From: aidotengineer

Prompt engineering remains crucial for effectively working with Large Language Models (LLMs) and developing AI-based features [00:00:27].

Why Prompt Engineering is Still Important

While some memes suggest simply telling a model what to do, anyone who has actually shipped an AI-based feature understands that it is much more nuanced [00:01:00]. Understanding what you want the model to do can itself be a significant challenge [00:01:07].

Prompt engineering serves as an excellent starting point for individuals [00:01:12], offering the easiest and most accessible method to obtain better outputs from LLMs [00:01:15].

It is part of a larger system [00:01:19]. While everyone may have access to the same models, the prompts and architecture surrounding them can provide a competitive advantage in a product [00:01:23].

Simplicity and Efficiency

Prioritizing the simplest solution is key [00:01:38]. It’s easy to get carried away when working with LLMs [00:01:42]. Spending an hour experimenting with a prompt before concluding that a complex Retrieval Augmented Generation (RAG) system is necessary is not advisable [00:01:48]. If a solution can be achieved through prompt engineering, it is often much simpler to manage [00:02:00].

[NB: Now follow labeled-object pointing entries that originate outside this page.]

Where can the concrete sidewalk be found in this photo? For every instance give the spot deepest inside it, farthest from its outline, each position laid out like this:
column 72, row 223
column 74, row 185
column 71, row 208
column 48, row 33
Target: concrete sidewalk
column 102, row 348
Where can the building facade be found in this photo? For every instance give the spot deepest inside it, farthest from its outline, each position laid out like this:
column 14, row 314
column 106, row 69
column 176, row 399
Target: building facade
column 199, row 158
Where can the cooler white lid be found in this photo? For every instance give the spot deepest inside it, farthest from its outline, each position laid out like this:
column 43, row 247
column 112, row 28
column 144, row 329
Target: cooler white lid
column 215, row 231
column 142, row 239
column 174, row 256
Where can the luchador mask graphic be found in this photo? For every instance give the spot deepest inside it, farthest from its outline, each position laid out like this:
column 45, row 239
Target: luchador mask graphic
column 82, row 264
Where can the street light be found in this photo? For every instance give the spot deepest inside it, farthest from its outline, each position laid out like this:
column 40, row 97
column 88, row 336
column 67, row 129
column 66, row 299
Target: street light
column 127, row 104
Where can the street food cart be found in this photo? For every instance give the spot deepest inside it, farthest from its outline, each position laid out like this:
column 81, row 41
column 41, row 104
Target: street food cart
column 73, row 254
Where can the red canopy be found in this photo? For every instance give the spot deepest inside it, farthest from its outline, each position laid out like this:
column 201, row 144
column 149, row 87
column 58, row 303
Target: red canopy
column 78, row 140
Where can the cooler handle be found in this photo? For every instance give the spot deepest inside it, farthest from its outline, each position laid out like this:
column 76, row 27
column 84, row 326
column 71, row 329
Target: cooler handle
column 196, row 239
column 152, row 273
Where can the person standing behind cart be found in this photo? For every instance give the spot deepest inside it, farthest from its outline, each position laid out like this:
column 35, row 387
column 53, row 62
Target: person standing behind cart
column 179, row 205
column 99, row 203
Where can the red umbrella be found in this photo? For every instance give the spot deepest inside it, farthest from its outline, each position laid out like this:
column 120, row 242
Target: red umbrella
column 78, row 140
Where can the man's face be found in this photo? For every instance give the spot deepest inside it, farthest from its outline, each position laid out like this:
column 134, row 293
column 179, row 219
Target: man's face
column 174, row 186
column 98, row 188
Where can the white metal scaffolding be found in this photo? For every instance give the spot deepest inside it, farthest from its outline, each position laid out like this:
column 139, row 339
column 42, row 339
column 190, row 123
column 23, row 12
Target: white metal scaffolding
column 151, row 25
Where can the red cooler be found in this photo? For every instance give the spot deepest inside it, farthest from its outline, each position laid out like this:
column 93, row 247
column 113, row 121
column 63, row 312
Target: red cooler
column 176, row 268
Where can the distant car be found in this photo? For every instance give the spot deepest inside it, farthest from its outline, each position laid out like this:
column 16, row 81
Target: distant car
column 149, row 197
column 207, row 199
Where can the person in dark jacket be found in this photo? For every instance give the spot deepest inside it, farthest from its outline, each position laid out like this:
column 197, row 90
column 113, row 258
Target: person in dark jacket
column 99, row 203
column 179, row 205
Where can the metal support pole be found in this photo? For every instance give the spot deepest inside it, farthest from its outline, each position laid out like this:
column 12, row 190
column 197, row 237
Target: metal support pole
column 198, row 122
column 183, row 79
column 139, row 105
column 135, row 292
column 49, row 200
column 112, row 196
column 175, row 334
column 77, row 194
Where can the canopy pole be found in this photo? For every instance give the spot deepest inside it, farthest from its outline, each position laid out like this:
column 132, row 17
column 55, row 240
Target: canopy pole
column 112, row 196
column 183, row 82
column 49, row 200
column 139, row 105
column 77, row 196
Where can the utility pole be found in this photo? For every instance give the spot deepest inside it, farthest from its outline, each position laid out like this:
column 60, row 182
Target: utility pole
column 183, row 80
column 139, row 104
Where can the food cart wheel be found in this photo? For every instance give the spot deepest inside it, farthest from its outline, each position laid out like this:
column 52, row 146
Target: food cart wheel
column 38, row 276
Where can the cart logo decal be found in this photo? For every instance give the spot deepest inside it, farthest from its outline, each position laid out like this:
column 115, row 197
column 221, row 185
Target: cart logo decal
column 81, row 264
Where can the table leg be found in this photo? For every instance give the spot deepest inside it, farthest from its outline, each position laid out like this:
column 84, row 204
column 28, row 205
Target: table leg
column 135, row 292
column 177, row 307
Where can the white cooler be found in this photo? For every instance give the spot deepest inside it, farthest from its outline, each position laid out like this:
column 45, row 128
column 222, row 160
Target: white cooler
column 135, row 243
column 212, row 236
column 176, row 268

Key Prompt Engineering Methods

The speaker highlights two main and highly effective methods:

Other methods often fall under the umbrella of general reasoning prompts [00:02:14].

Chain of Thought Prompting

This method involves instructing the model to reason or “think about the problem” before providing an answer [00:02:27]. It helps break down problems into sub-problems [00:03:38], offering insight into the model’s thinking process, which aids troubleshooting [00:02:41]. It is widely applicable, easy to implement [00:02:48], and so powerful that it’s now often built into reasoning models [00:02:52].

A classic zero-shot approach is to add phrases like “think step by step” or “take a breath and take it through” to encourage reasoning before output [00:03:12]. Few-shot examples of reasoning steps can also be provided [00:03:17]. LLMs can also be used to generate these reasoning chains, for instance, through frameworks like Automatic Chain of Thought or AutoReason [00:03:30].

Few-shot Prompting

This involves including examples within the prompt for the model to mimic, effectively “showing rather than telling” [00:04:47]. Most performance gains are achieved with just one or two examples [00:05:19], as adding too many examples can sometimes degrade performance [00:05:29]. Builders typically need only one or two diverse examples to cover different inputs [00:05:37].

Meta Prompting

This involves using an LLM itself to create, refine, or improve a prompt [00:05:55]. Various frameworks and free tools exist for this purpose, such as those provided by Anthropic, OpenAI’s playground, and PromptHub [00:06:11]. PromptHub’s tool tailors the meta-prompt based on the selected model provider, as prompts optimized for one model might not be effective for another [00:06:22].

Prompting with Reasoning Models

Reasoning models behave very differently in terms of their internal workings and how they are prompted [00:06:56].

[!WARNING|Caveats with Reasoning Models]

  • Fewer Examples are Better: Research, such as Microsoft’s MedPrompt framework with O1 and findings from DeepSeek with R1, indicates that adding examples can lead to worse performance [00:07:16]. OpenAI also noted that providing excessive context can overcomplicate things and confuse the model [00:07:27].
  • Encourage More Reasoning: The more reasoning a model performs, the better the output can be [00:07:40]. Extended reasoning has been shown to yield better results [00:07:52], increasing accuracy and performance [00:08:05].
  • Avoid Instructing Reasoning: For reasoning models, there’s no need to explicitly instruct them on how to reason, as it’s often built-in [00:08:34]. Doing so can actually hurt performance [00:08:39].

[!NOTE|General Recommendations for Reasoning Models]

  • Use minimal prompting [00:08:12].
  • Provide a clear task description [00:08:14].
  • Encourage more reasoning if facing performance issues [00:08:22].
  • Avoid few-shot prompting, or start with only one or two examples if necessary [00:08:30].